A military historian who doesn’t visit battlefields is akin to a detective who doesn’t bother to visit the scene of the crime. In the course of researching this book I have visited fifty-three of Napoleon’s sixty battlefields, most of them in the company of the distinguished military historian John Lee. It has been one of the greatest pleasures of writing this book to have walked with John over the ground of Montenotte, Mondovi, Lodi, Mantua, Arcole, Castiglione, Rivoli, Rovereto, Dego, Marengo, Ulm, Austerlitz, Jena, Eylau, Friedland, Abensberg, Landshut, Eggmühl, Ratisbon, Aspern-Essling, Wagram, Maloyaroslavets, Lützen, Bautzen, Dresden, Leipzig, Reichenbach, Brienne, La Rothière, Champaubert, Montmirail, Château-Thierry, Vauchamps, Montereau, Craonne, Lâon, Reims, Arcis-sur-Arbe and St-Dizier.

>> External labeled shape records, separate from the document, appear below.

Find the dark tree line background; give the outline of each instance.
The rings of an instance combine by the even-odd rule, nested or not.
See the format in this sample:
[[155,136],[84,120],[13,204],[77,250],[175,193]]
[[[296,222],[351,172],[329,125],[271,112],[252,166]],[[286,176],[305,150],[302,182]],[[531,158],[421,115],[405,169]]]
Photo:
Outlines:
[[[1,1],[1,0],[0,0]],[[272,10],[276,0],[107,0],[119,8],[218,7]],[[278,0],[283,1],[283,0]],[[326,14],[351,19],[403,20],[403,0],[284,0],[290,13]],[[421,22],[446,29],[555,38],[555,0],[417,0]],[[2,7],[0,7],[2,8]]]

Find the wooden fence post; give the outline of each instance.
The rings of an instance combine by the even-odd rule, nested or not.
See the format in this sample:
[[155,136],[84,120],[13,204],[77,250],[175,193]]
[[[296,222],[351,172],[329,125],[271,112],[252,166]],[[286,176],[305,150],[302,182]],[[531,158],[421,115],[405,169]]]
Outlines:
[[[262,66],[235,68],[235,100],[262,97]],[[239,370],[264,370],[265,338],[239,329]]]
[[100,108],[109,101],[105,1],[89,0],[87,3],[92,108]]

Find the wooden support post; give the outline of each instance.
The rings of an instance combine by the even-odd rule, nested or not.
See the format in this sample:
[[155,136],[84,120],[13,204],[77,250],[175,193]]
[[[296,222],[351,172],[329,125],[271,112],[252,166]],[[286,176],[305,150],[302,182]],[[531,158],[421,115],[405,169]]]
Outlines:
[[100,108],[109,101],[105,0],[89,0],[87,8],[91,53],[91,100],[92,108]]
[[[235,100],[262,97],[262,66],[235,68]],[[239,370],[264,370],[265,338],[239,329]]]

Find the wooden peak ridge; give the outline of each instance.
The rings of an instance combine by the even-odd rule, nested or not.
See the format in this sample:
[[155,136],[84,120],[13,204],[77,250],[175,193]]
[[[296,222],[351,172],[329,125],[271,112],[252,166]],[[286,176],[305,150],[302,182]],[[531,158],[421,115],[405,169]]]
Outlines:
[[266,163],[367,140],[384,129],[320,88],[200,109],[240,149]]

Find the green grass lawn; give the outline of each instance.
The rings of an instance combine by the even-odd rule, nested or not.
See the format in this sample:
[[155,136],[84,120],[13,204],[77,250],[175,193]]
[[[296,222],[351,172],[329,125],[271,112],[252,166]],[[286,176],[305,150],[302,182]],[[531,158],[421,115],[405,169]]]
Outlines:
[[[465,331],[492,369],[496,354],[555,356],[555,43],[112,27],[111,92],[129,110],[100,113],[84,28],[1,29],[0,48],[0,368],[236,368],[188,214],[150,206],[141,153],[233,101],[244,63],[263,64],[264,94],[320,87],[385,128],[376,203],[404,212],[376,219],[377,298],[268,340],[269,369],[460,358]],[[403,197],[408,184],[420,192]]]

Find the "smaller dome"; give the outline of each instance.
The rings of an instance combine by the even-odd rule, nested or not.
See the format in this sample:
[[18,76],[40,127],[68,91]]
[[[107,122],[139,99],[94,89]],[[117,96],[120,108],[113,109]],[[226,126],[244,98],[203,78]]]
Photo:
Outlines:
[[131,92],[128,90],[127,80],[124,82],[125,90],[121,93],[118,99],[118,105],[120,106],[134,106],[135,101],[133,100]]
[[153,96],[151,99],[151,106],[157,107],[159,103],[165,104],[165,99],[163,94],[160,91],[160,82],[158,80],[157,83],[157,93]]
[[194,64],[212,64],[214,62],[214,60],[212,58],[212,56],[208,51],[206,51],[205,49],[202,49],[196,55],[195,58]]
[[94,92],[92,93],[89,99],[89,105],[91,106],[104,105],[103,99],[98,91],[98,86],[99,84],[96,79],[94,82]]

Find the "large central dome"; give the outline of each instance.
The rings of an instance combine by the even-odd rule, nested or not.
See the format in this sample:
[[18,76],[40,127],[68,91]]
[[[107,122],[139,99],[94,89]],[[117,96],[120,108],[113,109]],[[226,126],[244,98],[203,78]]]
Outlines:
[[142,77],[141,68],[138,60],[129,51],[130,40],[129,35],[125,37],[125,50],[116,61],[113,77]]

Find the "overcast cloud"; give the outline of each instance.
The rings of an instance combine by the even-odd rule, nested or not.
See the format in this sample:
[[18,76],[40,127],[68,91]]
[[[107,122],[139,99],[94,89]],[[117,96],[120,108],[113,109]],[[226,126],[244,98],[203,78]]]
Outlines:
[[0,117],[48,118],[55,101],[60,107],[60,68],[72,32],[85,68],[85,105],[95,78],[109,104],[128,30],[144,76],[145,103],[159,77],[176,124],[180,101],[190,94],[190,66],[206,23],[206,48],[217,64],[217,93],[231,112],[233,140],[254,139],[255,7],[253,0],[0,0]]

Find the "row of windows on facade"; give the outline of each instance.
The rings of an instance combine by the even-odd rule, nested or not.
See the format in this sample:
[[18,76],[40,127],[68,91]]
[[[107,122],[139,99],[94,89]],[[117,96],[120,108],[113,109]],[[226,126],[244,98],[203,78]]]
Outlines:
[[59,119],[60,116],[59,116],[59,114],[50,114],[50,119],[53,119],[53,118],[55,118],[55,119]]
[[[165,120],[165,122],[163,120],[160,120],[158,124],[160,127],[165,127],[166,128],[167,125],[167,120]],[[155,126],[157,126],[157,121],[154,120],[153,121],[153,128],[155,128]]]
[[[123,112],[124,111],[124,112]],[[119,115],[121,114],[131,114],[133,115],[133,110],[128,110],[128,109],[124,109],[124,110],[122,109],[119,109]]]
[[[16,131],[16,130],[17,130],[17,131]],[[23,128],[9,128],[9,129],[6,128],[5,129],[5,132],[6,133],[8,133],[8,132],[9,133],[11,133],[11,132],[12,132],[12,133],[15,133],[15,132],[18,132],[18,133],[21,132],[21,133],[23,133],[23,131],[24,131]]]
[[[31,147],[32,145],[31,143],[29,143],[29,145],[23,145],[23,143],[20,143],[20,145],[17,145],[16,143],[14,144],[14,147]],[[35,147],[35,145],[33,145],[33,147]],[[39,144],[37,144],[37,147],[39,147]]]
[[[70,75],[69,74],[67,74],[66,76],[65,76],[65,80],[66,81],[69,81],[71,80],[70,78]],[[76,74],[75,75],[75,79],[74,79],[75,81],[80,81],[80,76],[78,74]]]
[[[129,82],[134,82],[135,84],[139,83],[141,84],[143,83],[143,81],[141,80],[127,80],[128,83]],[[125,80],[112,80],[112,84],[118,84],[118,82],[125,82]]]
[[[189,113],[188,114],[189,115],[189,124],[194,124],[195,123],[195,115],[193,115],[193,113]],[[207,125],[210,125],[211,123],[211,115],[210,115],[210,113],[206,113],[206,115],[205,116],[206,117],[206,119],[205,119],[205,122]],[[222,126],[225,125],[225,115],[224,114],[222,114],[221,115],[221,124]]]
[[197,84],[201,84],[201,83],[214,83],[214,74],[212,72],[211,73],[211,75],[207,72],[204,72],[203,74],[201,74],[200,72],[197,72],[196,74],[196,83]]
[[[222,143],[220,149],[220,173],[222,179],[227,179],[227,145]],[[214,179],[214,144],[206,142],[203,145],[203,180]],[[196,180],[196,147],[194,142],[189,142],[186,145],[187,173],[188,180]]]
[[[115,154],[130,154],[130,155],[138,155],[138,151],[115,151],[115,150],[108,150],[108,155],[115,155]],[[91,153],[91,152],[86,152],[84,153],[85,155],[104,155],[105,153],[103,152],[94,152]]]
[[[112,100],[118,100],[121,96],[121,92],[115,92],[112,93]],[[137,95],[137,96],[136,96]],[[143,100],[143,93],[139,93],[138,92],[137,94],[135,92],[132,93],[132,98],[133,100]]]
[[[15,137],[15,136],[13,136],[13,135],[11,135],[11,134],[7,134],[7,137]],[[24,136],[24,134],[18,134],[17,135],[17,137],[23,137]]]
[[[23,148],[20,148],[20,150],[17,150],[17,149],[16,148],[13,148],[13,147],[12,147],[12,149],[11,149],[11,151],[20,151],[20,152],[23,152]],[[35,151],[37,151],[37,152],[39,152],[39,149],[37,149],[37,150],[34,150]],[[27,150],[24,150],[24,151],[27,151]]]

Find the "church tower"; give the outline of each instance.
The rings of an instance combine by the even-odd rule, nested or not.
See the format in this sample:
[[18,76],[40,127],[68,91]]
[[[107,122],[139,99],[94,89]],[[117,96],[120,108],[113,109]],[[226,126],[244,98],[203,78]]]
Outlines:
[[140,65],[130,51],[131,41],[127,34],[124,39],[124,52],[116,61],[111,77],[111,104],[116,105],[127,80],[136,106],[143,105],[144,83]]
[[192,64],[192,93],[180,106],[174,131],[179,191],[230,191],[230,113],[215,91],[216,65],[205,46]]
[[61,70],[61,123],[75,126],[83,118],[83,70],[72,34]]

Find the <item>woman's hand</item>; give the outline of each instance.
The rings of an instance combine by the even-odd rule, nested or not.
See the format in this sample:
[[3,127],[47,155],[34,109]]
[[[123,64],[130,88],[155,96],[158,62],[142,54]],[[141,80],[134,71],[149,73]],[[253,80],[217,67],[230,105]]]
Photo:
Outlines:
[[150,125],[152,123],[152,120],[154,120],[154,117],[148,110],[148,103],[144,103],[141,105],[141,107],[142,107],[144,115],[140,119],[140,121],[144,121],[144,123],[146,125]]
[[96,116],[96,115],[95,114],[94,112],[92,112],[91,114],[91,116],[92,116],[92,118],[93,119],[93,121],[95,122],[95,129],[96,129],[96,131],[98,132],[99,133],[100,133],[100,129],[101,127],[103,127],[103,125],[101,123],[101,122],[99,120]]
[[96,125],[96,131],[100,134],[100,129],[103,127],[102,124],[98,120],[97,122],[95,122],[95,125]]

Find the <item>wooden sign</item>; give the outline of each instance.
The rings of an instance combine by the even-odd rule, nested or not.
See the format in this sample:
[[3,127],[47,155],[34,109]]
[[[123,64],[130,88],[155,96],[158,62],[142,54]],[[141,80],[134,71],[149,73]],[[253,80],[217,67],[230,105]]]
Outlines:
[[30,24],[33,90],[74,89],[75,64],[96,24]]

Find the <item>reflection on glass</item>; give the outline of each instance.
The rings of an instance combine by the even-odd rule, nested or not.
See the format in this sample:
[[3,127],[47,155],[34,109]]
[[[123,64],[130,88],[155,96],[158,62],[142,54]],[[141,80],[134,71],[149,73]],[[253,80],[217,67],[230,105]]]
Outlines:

John’s advice and insights in our blizzards of emails have been sans pareil, his battle-notes from Napoleon’s campaigns have proved completely invaluable, and his friendship is a joy. I cannot thank him enough, as well as his wife Celia, who has put up with him coming battlefielding with me so very often.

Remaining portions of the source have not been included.